NOT FOR DISTRIBUTION TO UNITED STATES NEWS WIRE SERVICES OR FOR DISSEMINATION IN THE UNITED STATES
TORONTO, ON (March 22, 2021) Maritime Resources Corp. (TSXV: MAE) (“Maritime” or the “Company”) is pleased to announce that it has completed its previously announced brokered private placement (the “Offering”) of 38,500,000 common shares on a “flow-through” basis (the "FT Shares") at a price of $0.1794 per FT Share for gross proceeds of $6,906,900, including the full exercise of the Agents’ over-allotment option.
The Offering was completed by a syndicate of agents led by Canaccord Genuity Corp. (“Canaccord”) and including Dundee Goodman Merchant Partners, a division of Goodman & Company, Investment Counsel Inc., Sprott Capital Partners LP and iA Private Wealth Inc. (collectively, the “Agents”). In connection with the closing of the Offering, the Company paid to the Agents a cash fee of 6% of the aggregate gross proceeds raised pursuant to the Offering and has issued to the Agents an aggregate of 2,310,000 non-transferable compensation warrants (“Compensation Warrants”), with each Compensation Warrant being exercisable into one Common Share at a price of $0.1794 per Common Share until March 22, 2023.

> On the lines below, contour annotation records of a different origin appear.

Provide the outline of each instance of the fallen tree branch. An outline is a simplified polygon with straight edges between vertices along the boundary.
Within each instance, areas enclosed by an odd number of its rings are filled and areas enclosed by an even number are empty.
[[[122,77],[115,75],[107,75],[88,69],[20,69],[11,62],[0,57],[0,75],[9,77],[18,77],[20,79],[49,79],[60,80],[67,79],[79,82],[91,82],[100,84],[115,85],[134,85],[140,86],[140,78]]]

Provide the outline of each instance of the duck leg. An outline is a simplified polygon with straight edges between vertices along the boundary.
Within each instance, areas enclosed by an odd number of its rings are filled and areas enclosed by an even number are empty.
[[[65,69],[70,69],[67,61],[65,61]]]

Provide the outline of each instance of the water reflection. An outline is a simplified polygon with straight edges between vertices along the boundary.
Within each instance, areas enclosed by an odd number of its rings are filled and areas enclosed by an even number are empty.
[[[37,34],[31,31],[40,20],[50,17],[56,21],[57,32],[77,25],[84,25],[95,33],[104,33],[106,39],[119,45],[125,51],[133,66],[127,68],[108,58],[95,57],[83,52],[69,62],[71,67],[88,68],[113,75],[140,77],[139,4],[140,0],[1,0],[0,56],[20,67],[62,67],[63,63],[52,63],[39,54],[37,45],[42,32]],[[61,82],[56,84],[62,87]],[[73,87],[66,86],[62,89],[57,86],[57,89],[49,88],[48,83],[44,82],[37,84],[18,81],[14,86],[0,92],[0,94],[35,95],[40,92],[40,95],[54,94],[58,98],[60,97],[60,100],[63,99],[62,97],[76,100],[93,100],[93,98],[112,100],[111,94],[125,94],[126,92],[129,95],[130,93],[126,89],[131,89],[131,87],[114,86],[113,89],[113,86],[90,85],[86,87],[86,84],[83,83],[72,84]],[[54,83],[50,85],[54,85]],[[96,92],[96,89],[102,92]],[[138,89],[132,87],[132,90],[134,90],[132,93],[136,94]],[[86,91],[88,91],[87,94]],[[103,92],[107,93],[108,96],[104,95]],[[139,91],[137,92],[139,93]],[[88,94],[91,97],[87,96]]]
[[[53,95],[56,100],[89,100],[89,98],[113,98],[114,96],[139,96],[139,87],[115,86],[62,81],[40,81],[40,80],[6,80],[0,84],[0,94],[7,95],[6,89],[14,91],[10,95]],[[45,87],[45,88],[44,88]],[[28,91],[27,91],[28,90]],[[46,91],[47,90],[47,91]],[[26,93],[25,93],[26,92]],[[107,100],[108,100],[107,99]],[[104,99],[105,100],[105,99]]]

An amount equal to the gross proceeds from the sale of the FT Shares will be used to incur "qualifying expenditures" (as defined in the Income Tax Act (Canada)) on the Company's mineral properties in Newfoundland and Labrador.
The securities issued in connection with the Offering are subject to a standard four month and one day hold period expiring July 23, 2021. Completion of the Offering is subject to final acceptance by the TSX Venture Exchange (the “Exchange”).
This news release does not constitute an offer to sell or a solicitation of an offer to buy any of the securities in the United States of America. The securities have not been and will not be registered under the United States Securities Act of 1933 (the "1933 Act") or any state securities laws and may not be offered or sold within the United States or to U.S. Persons (as defined in the 1933 Act) unless registered under the 1933 Act and applicable state securities laws, or an exemption from such registration is available.
About Maritime Resources Corp.:
Maritime holds a 100% interest, directly and subject to option agreements entitling it to earn 100% ownership, in the Green Bay Property, including the former Hammerdown gold mine and the Orion gold project plus the Whisker Valley exploration project, all located in the Baie Verte Mining District and the town of King’s Point, Newfoundland and Labrador. The Hammerdown Gold Project is characterized by near-vertical, narrow mesothermal quartz veins containing gold associated with pyrite. Hammerdown was last operated by Richmont Mines between 2000-2004.
On Behalf of the Board
MARITIME RESOURCES CORP.
1900-110 Yonge St., Toronto, ON M5C 1T4
For further information, please contact:
President and CEO
Caution Regarding Forward Looking Statements:
Certain of the statements made and information contained herein is “forward-looking information” within the meaning of National Instrument 51-102, Continuous Disclosure Obligations of the Canadian Securities Administrators. These statements and information are based on facts currently available to the Company and there is no assurance that actual results will meet management's expectations. Forward-looking statements and information may be identified by such terms as "anticipates", "believes", "targets", "estimates", "plans", "expects", "may", "will", "could" or "would". This includes the use of proceeds of the Offering, our expectations and assumptions that we will expend sufficient Qualifying Expenditures and within the permitted period, receipt of all regulatory approvals for the Offering including from the Exchange. While the Company considers its assumptions to be reasonable as of the date hereof, forward-looking statements and information are not guarantees of future performance and readers should not place undue importance on such statements as actual events and results may differ materially from those described herein. There can be no assurance that such information will prove to be accurate, as actual results and future events could differ materially from those anticipated in such information. Accordingly, readers should not place undue reliance on forward-looking information. All forward-looking information contained in this press release is given as of the date hereof, and is based on the opinions and estimates of management and information available to management as of the date hereof. The Company disclaims any intention or obligation to update or revise any forward-looking information, whether as a result of new information, future events, or otherwise, except as may be required by applicable securities laws.
Neither Exchange nor its Regulation Services Provider (as that term is defined in the policies of the Exchange) accepts responsibility for the adequacy or accuracy of this release.